Il s'agit déjà de la deuxième lettre ouverte de la part du syndicat SPEBS-CGFP adressée au ministre libéral de l’Éducation Claude Meisch. Et pour cause, le syndicat déplore que les élèves concernés ne pourront ni réintégrer leur classe dans les écoles, ni retourner en maison relais dans leur commune après la rentrée de la fin du mois de mai.
Selon la secrétaire du SPEBS (Syndicat du personnel de l’Éducation nationale oeuvrant spécifiquement dans l’intérêt des élèves à besoins éducatifs spécifiques) Claudine Muller, les enfants n'ont pas eu le choix.
Les élèves auraient dû pouvoir choisir entre un retour complet dans leur classe d'attache avec une partie du temps en maison relais ou bien retourner au centre de compétences ou les groupes ne sont pas non plus divisés en deux. Les élèves ne peuvent pas être pris en charge toutes les deux semaines ou tous les après-midi, comme c'est le cas pour le reste de l'enseignement fondamental.
De plus, il est encore plus compliqué de faire respecter les règles sanitaires aux enfants des centres de compétences.
Lors de la présentation des détails concernant la rentrée du fondamental, le ministre a précisé que des mesures d'hygiène spécifiques aux centres de compétences ainsi qu'au cycle 1 seraient développées en fonction des besoins des élèves.

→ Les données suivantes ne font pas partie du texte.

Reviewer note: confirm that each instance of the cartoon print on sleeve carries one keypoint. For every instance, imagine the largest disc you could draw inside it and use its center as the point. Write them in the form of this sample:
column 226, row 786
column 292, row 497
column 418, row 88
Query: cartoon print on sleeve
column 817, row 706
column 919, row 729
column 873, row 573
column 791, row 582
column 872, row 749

Depuis son discours, aucune explication n'a été fournie. Aucune mise à jour n'a été donnée au syndicat qui déplore un manque total de dialogue.
L'insécurité et les interrogations des parents et du personnel ne cessent d'inonder les boîtes mail de la structure qui n'est pas en mesure de leur donner de réponse concrète pour l'instant, faut d'informations de la part du ministère.
Ce n'est pas la première fois que le ministre est critiqué dans la gestion de la rentée scolaire, un groupement historique de syndicats avait également tiré la sonnette d'alarme juste avant la rentrée des classes terminales.